Odd CVM Appliance Issue

mkilgore · Tue Oct 22, 2024 7:28 pm

I have two CVM nodes, configured according to the Hyper-V Failover Cluster CVM documentation, everything was working great for about a week, but then, due to a network issue one of the appliances got a bad IP via DHCP (instead of it's assigned reservation), I resolved it by setting the IPs to static, which seems to have mostly worked.

The issue however, is that one of the CVMs sees both appliances as online, working and functioning (we'll call it CVM01), and the other, sees only itself as online (CVM02). To make things even weirder, the LUN shows everything is online and working correctly, and if a CVM goes offline it properly shows that it needs to sync.

To make matters worse, when CVM01 goes offline (during cluster aware Windows Updates), the failover server will bomb out on the storage, and both the virtual disks will disappear, as if CVM02 isn't available for connection at all (despite being online).
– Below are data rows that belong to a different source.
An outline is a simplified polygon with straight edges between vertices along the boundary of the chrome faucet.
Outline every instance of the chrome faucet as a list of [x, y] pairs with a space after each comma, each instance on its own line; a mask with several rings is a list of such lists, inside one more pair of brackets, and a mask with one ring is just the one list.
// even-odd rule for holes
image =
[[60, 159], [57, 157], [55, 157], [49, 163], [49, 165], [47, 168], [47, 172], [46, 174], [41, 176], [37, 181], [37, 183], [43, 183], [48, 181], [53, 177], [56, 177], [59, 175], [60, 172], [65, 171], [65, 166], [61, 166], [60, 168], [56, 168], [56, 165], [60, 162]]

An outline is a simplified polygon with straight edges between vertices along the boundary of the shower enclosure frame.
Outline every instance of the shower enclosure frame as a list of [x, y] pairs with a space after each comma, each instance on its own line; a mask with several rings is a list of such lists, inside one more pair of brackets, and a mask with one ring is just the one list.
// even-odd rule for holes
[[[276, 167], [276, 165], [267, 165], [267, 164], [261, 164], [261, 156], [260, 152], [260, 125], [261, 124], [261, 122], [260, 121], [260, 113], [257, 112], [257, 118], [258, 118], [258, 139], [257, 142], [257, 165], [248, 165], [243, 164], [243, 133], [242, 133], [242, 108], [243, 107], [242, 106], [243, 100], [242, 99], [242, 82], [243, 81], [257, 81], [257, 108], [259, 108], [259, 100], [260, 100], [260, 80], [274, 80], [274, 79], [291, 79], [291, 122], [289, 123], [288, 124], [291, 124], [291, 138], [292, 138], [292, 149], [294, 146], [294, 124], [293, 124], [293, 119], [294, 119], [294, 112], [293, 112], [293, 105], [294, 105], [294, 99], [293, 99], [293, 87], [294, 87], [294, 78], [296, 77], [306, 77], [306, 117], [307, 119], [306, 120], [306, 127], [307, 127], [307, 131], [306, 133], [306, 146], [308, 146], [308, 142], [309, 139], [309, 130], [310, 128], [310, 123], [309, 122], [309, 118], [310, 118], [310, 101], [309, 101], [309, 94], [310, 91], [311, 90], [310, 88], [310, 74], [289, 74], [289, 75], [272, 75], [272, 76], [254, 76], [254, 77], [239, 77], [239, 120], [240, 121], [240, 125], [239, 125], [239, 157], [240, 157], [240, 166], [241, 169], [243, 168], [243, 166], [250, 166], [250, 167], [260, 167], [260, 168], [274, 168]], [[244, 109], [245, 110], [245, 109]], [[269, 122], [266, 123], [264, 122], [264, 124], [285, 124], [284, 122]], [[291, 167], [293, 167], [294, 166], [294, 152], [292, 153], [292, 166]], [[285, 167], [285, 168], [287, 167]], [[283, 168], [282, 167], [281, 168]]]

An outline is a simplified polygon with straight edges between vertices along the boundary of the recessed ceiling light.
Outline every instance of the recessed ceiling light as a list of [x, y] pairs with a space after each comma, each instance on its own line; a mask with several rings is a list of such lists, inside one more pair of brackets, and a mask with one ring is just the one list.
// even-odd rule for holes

I've double checked that SR-IOV is disabled on the Hyper-V interfaces, both of the CVM appliances can ping each other properly, on all of the interfaces. And I've double and triple checked the MPIO and iSCSI settings on the Windows host machines. I'm just kind of lost at this point.

Also interesting, CVM01 has 4 sessions on the LUNS, while CVM02 has just 2 sessions on each LUN. Despite the windows MPIO on the device showing a connection to both of them equally.

This is a personal cluster on the free licensing. The trial has expired, so no access to the WebUI functionality.

Tue Oct 22, 2024 8:17 pm

Thanks for sharing your story and sorry to read about these issues.
Trial license takes the storage down when expired.
What you experienced points to the fact that one of the nodes was not synchronized. Once the only active node went down, the storage has disappeared. There's nothing strange here.
Few suggestions: disable SRIOV, make sure to use static IPs and have redundant network config.
See more here https://www.starwindsoftware.com/system-requirements and https://www.starwindsoftware.com/best-p ... practices/.
I'd suggest to start with reviewing the IPs and assigning ones you used for DATA and REPLICATION during the original setup.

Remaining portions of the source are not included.